Jake Gyllenhaal plays Captain Colter Stevens, an army helicopter pilot who fought in the war in Afghanistan, or so he thought until he wakes up in what seems like a chamber with no doors or windows, only a computer monitor and a means of two-way communication with Air Force Officer Captain Colleen Goodwin (Vera Farmiga).
At the beginning, Stevens is exhausted and confused as to what’s going on other than that he’s doing a task to potentially save millions of Americans by going into what seems to be some sort of a simulation. In the simulation, he is on a train sitting opposite of Christina (Michelle Monaghan) but she keeps referring to him as Sean. Each scenario starts off the same way, “So I finally took your advice,” followed by a string of events and then free reign of the next eight minutes, until the train explodes. He is soon told that he has to find a bomb and the bomber in those eight minutes he is given. Each time, he can take a different approach as long as he achieves the goal. Find the bomber. He can retake the simulation over and over but time is limited because there is going to be another bombing soon.

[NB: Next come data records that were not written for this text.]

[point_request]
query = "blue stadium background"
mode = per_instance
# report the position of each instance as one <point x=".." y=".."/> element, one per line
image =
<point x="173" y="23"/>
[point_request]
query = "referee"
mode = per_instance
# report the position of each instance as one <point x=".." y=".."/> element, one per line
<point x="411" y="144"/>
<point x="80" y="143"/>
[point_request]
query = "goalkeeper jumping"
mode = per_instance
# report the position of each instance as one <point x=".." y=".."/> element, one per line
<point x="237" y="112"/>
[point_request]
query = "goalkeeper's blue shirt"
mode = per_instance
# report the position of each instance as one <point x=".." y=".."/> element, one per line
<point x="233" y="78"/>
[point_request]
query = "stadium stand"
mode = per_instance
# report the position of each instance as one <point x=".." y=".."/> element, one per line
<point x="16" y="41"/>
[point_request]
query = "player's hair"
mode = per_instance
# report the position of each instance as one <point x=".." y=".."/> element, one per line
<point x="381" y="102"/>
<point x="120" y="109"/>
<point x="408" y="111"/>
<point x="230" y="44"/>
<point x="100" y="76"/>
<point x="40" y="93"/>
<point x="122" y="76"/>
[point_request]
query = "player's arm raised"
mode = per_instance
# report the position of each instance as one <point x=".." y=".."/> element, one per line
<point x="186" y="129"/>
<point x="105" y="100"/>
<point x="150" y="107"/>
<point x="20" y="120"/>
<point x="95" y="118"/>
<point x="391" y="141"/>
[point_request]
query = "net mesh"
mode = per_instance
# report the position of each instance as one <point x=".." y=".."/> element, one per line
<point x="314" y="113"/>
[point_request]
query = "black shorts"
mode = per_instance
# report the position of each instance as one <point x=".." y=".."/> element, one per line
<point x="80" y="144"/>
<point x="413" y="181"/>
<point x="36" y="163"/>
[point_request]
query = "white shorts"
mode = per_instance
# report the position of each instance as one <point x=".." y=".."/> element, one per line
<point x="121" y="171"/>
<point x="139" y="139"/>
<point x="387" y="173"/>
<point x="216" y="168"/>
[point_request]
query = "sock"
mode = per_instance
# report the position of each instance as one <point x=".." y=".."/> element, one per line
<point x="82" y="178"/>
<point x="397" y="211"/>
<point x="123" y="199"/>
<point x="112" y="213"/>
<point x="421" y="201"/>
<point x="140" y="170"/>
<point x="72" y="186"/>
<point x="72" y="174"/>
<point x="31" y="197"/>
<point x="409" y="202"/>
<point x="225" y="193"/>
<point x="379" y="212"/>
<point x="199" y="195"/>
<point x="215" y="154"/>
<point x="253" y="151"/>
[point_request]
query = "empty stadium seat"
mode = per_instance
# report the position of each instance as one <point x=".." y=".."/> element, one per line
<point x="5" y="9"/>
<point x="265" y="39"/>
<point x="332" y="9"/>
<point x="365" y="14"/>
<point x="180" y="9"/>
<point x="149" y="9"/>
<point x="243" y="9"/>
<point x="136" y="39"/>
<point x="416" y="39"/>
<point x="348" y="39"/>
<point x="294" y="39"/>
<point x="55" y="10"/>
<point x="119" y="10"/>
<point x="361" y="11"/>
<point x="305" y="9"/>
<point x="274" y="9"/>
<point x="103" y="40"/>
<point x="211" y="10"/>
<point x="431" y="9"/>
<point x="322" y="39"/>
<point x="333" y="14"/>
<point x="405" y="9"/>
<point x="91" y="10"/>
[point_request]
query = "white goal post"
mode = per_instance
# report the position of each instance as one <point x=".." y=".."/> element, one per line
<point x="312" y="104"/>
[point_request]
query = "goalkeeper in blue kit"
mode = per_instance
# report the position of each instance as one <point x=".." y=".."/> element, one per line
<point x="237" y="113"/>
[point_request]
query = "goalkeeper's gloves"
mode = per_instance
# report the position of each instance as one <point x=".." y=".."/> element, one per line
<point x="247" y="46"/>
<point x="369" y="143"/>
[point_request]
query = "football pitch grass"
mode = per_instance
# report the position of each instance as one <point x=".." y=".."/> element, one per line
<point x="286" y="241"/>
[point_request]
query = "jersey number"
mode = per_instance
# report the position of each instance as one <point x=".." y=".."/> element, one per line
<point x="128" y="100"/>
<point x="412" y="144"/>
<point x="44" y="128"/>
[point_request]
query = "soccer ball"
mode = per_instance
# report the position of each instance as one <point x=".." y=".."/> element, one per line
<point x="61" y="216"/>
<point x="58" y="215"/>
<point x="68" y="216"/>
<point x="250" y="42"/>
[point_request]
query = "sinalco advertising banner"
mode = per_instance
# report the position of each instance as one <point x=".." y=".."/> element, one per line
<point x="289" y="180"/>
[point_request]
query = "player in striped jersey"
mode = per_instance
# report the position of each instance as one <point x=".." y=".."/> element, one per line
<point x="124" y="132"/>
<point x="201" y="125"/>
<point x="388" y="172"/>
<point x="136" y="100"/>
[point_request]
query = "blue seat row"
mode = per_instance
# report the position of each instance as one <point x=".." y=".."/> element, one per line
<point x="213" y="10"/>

Watching the movie after realizing what Captain Goodwin and developer Dr. Rutledge (Jeffrey Wright) are after can be a bit frustrating because it seems like Stevens isn’t quite fully aware of how limited his situation is. Essentially, he’s not time traveling, he’s simply doing time research. He can alter the reality he’s visiting but what he’s altering doesn’t change the present. Once one understands that, one can move on with the task at hand.
It seems like Source Code uses this difficulty as a means of inserting an unnecessary love story into the film that made it seem awkward. As expected, Stevens is the guy and Christina is the girl he only somewhat knows on the train who is looking to make a fresh start. Along with Stevens’ goal is finding the bomber, he’s also looking to save Christina because, though she only gets eight minutes with him, he gets the repeated eight minutes to get to know her.
The storyline of Source Code is strong. It’s a very interesting plot based on a very flexible piece of technology that works very well as the source of this film. But the side plot of the love story takes more away than it adds. Although it adds an extra dimension to Stevens who needs a reason to move on once this task is done, it takes away from the focus of the source code and ultimately provides more of a distraction than another layer to fill out the movie.
The strongest part of Source Code, however, did come in the shape of a sub-plot and that’s in Stevens’ phone call to his father. A very touching moment and a point of realization that Stevens has accepted his fate in this development to save Chicago.
By the end of the film, everything that is needed to be is explained, even if it went unanswered for too long during the movie to ease the thought process a bit. One aspect of the ending itself was a bit too convenient for my liking. Though it was cute, it left a bit to be desired. Jake played a strong part and showed his frustration both inside and outside the simulation but his frustrations didn’t ease up on mine caused by lingering confusion and “No! Don’t do that! Do this instead!”
The Source Code was a strong film but presented in a slightly mediocre way. I was content but I wasn’t blown away.